4.2 Das deutsche Zuwanderungsgesetz (2005)

Nach dem parteiübergreifenden Beschluss des Deutschen Bundestages wurde im Juli 2004 das neue Zuwanderungsgesetz (Gesetz über den Aufenthalt, die Erwerbstätigkeit und die Integration von Ausländern im Bundesgebiet) verabschiedet. Wesentliche Neuerungen, die im Folgenden erläutern werden, traten zum 1. Januar 2005 in Kraft.

Die erste Neuerung ist die Reduzierung der bisher fünf Aufenthaltstitel auf zwei gültige, die Niederlassungs- sowie die Aufenthaltserlaubnis. Erstere gilt unbefristet und ist unabhängig vom Zweck des Aufenthalts. Die Aufenthaltserlaubnis ist zweckgebunden (an den Aufenthalt) und befristet.

Eine weitere Änderung betrifft die Arbeitsmigranten. Der Anwerbestopp bleibt mit drei Ausnahmen bestehen. Ausländische Studierende haben die Möglichkeit nach Beendigung des Studiums binnen eines Jahres einen Arbeitsplatz in Deutschland zu finden.

Eine weitere Ausnahme betrifft Unternehmer, die in Deutschland mindestens eine Million Euro investieren und zehn Arbeitsplätze schaffen. Der letzte Sonderfall bezieht sich auf Hochqualifizierte, wie etwa Wissenschaftler oder IT-Fachleute, die nun von Beginn an eine unbefristete Aufenthaltserlaubnis bekommen und sich in Deutschland niederlassen können.

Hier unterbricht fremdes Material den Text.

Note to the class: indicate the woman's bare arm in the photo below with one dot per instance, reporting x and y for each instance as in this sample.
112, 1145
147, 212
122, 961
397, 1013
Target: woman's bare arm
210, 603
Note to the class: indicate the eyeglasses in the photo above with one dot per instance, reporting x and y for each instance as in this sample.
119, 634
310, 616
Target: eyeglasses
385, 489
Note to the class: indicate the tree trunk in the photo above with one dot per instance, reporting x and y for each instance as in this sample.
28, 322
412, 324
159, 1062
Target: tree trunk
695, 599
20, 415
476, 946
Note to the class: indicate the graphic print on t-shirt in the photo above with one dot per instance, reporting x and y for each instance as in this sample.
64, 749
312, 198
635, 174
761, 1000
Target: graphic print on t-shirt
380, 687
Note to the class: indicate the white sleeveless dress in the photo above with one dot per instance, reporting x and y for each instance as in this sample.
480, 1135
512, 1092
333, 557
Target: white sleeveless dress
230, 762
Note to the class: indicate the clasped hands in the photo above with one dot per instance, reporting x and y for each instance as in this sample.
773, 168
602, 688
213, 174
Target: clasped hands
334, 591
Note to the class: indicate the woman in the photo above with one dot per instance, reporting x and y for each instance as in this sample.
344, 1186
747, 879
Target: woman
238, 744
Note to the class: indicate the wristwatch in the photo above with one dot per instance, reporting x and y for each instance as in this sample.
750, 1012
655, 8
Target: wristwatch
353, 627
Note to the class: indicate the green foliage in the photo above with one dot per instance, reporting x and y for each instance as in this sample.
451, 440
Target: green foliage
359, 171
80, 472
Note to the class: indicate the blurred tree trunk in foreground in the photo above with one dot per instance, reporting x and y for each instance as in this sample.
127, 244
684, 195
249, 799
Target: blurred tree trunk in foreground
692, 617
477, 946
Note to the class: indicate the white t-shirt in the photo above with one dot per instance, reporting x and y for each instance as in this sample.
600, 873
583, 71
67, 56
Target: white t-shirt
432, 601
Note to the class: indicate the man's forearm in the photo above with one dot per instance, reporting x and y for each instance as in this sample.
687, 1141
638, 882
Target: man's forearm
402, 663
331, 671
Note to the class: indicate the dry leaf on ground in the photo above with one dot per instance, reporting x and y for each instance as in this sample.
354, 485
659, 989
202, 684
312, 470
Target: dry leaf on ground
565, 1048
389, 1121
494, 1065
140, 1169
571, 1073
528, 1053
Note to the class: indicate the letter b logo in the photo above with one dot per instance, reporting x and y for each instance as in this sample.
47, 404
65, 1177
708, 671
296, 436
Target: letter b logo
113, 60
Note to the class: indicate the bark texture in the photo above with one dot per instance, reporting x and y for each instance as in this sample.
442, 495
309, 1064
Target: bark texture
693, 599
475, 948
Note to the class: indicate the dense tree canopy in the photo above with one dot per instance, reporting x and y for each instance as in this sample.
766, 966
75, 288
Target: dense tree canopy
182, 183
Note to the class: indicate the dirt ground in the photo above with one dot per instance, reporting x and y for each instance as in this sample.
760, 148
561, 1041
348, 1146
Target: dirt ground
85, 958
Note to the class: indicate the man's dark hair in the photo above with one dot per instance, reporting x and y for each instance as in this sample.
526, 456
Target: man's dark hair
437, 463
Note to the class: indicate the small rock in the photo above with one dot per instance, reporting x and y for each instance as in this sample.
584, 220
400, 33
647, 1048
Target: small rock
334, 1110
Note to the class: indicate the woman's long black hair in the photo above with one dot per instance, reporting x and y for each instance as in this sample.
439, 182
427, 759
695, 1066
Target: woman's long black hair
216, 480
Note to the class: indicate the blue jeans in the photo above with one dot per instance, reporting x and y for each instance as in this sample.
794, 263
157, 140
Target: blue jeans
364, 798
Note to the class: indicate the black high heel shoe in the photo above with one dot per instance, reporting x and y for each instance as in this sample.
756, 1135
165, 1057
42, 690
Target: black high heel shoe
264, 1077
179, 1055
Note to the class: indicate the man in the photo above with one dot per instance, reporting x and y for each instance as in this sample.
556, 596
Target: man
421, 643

Mit den Gesetzestexten, die den Flüchtlingsbereich abdecken, hat die Regierung auf die humanitären Regelungen der Genfer Flüchtlingskommission reagiert und geschlechtsspezifische und nichtstaatliche Verfolgung als Flüchtlingsgründe anerkannt.

Des Weiteren beginnt Deutschland mit der Einführung des Zuwanderungsgesetzes eine gezielte Integrationspolitik. Das primäre Vorhaben der Regierung sind Sprach- und Integrationskurse, deren Teilnahme für Ausländer verpflichtend ist. Koordiniert werden diese durch das Bundesamt für Migration und Flüchtlinge. Inhalte der Kurse sind beispielsweise die Erlangung von Kenntnissen der deutschen Sprache, der Kultur, des deutschen Rechts und der Geschichte Deutschlands. Bei Fernbleiben kann der Staat mit der Kürzung von Sozialleistungen sanktionieren oder sogar die Aufenthaltserlaubnis entziehen.

Eine letzte wichtige Neuerung, die angeführt werden soll, betrifft die Terrorbekämpfung. Hier wurde seitens des Staates die Abschiebeordnung gegen Ausländer, die als gefährlich gelten, in das Gesetz aufgenommen. Eine Gefahrenprognose, die sich auf Tatsachen stützt, ist zwingende Voraussetzung. Ist die Gefahrenprognose positiv, kann vom Bund oder den obersten Landesbehörden eine Abschiebung ausgesprochen werden. Bei drohender Folter oder der Todesstrafe im Heimatland darf der Betroffene nicht abgeschoben werden.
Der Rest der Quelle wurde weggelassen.